Yesterday I had a similar experience, though not so stark and public. I was planning an open house for my toastmaster club and got the idea to present a speech project there involving impromptu speaking. The project description was to respond to a couple of random impromptu topics with 2-3 minute speeches. I read the list of topics and was struck speechless. These were though situational topics, ranging from the “surprise award” to “speaker is late, fill in”, to the “disaster reassurance needed”. There were even a couple of “death of a friend” scenarios. They were not easy topics, to say the least. It took me until this morning to come up with an idea of how I might respond. So now I have an idea what I might say, while I still will not know which 2 questions I will get until I am upfront in my club.
Life is often like that. We can anticipate many things, prepare for the usual stuff. But there will always be surprises, good or bad. And we may not have a lead time to prepare for them. It is important, as I mentioned in an earlier post, to think ahead and prepare for the surprises we might get. But it is also important to remember one thing: sometimes silence is priceless.
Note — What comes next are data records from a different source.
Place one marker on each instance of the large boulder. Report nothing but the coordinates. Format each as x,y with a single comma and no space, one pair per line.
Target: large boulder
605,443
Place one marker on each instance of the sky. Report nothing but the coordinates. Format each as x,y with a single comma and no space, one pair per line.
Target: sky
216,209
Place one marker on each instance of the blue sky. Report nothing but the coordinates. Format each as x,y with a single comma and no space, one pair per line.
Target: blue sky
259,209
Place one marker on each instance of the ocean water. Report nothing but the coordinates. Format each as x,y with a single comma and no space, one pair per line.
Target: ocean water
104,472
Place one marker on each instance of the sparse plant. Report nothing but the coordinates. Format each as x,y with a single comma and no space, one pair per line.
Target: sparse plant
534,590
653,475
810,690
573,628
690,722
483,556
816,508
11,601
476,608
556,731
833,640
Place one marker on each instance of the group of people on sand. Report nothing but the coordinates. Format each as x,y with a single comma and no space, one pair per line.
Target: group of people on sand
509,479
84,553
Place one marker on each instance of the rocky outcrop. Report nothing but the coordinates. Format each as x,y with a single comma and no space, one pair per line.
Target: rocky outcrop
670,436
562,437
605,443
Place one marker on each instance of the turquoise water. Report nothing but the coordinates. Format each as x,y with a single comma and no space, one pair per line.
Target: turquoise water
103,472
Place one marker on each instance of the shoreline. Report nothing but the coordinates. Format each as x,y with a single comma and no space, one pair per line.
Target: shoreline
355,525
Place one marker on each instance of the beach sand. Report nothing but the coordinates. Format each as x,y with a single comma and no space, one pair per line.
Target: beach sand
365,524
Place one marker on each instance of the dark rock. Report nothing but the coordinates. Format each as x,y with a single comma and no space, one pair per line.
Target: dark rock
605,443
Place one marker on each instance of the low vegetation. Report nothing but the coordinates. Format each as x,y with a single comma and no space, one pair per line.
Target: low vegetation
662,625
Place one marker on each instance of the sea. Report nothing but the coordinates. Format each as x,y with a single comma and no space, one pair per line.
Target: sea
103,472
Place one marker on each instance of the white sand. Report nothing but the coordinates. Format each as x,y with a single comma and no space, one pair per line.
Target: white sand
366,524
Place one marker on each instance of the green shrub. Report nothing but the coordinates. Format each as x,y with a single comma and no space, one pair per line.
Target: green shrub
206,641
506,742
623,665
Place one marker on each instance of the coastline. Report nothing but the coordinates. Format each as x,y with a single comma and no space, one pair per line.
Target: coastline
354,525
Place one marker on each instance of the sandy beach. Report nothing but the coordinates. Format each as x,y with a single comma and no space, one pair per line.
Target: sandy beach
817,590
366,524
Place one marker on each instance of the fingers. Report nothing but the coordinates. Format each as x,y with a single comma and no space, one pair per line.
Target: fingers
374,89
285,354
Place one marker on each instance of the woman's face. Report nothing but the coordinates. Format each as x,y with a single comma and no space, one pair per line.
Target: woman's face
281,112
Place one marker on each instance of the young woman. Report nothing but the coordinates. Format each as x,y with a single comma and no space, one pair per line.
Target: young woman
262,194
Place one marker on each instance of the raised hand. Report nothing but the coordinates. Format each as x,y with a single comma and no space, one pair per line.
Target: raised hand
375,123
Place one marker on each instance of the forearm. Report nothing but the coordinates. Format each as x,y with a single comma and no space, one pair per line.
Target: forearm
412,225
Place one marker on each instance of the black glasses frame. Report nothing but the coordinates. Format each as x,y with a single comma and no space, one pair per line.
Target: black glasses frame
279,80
In times of sudden loss and grief, people try to help and mean well but often hurt more. There are the fixers, who want to assure us that it will all be okay, that they understand what we are going through, and that it could be worse. In trying to ease our pain they often minimize or attempt to explain it away. They feel they have to say something, that there must be something they can do to help. I know the feeling because sometimes I have been that fixer and maybe so have you. It is normal and it is very human. But sometimes all a grieving person needs is to know that friends are there, that they care, and that they will listen. Being speechless is not always a bad thing.